In 1966, Bratislava named its new multi-sports stadium after tennis player Ladislav Hecht.

== Speedway ==
The city had a long relationship with motorcycle speedway with several venues existing throughout the city. The first was the stadium at the Slobod Exhibition Center (an agricultural exhibition center), which hosted a final round of the Czechoslovak Individual Speedway Championship in 1949 and 1950.

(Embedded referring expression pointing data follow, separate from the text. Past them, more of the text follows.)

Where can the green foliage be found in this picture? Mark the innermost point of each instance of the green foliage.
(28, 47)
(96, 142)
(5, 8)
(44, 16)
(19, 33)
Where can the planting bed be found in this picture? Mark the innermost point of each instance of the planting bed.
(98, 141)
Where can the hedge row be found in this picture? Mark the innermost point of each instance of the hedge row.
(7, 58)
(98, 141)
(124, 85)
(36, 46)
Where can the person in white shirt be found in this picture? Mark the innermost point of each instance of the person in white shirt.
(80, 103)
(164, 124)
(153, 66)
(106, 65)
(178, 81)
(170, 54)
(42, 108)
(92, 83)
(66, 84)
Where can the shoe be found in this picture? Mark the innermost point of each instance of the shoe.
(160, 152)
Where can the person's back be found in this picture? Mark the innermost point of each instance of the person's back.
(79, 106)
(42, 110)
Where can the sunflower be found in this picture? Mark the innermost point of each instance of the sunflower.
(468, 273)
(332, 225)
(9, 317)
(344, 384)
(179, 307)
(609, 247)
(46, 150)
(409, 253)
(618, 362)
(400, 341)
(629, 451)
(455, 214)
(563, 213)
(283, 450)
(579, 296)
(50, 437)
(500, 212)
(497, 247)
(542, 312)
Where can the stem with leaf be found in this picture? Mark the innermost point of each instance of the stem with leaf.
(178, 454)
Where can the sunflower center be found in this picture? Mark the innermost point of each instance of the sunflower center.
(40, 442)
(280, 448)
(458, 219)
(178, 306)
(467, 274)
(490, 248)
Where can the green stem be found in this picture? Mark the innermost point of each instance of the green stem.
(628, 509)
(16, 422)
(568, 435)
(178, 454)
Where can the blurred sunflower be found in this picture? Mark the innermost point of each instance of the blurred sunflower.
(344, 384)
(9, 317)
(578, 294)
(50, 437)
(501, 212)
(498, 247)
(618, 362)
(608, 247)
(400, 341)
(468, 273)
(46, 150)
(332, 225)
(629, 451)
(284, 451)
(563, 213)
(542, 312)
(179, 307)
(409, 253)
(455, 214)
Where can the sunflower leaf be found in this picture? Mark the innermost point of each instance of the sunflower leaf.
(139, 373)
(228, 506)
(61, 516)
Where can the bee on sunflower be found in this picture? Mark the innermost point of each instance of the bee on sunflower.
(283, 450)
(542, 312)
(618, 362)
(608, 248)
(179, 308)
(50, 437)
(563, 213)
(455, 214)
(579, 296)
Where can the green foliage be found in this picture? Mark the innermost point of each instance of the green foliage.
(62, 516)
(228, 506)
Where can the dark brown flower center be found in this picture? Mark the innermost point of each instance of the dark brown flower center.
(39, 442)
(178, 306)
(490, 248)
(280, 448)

The next venue was the Jiskry Dimitrov stadium before the speedway team AMK Bratislava constructed a track around the outside of the football pitch at the Štadión Rapid in Ružinov. The team last competed in the 1972 Czechoslovak Team Speedway Championship, although by 1972, there were no remaining venues in Bratislava to use as their home track. The nearest venue to the city was found at Zohor.

== Other ==
Water Sports Centre Čunovo is a slalom and rafting area. The centre is open for public and professionals, including Slovak representatives. The centre hosts several international and national canoe and kayak competitions annually.
Devín - Bratislava National run (Národný beh Devín - Bratislava) is the oldest athletic event in Slovakia. The first race was organized in 1921 and the 60th race was celebrated in 2007. The international race is 11,625 metres long and attracts about 1,500 attendants annually. The Bratislava City Marathon is organized annually since 2006. It offers several races, including marathon, half-marathon and skating race.
A race track is located in Petržalka. Horse racing and dog racing events and dog shows are held there regularly.